An analogy from science:
In elementary school, we teach children that electrons travel around an atom's nucleus in nice circular orbits at discreet energy levels. Later on, we say that the electrons don't exactly travel in circles and that they hang out in dumbbell shaped probability spaces. Next, the high end physics guys talk about quarks and leptons. At each stage of education, more detail is provided.
The problem with Jewish education is that, when it comes to certain subjects, the extra details are never provided. There are legions of Jewish men running around, for example, who can't discuss Chumash with any intelligance. In their mind, midrashim are literal, and Rashi's purpose is to tell us exactly what happened.

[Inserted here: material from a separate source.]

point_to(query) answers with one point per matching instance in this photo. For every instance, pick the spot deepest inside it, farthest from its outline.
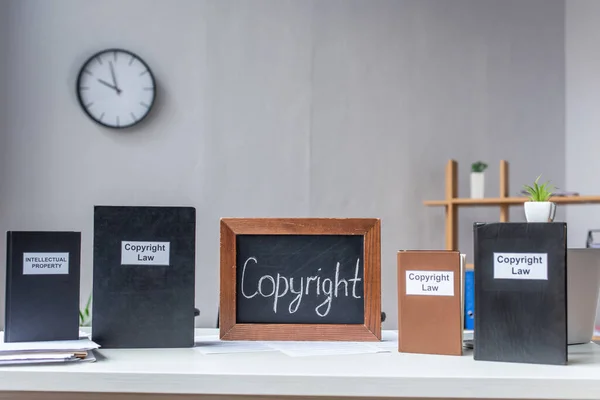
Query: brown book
(430, 305)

The problem is so endemic that the views of other Rishonim and Achronim - indeed Midrashim that aren't cited by Rashi - are cavalierly dismissed. (For an example, see this comment thread where "lakewood yid," clueless as ever, can't seem to wrap his head around the possibility that a gloss his first grade Rebbe gave him was incomplete. To save himself the chore of re-examining and adding nuance to an old idea, he's accused me of fabricating a Maharal, a Maharal that is cited in the Schottenstein Talmud on Sotah 11A. )
The irony is that many of these ignoramouses are well-informed when the subject is Jewish law; somehow they've managed to accept that multiple levels of understanding exist when the issue is a legal one. The same people who can effortlessly recount the opinion of 15 achronim when the question is kashrus, refuse to leave Rashi's bes medrash when we're discussing chumash. It's really quite bizarre.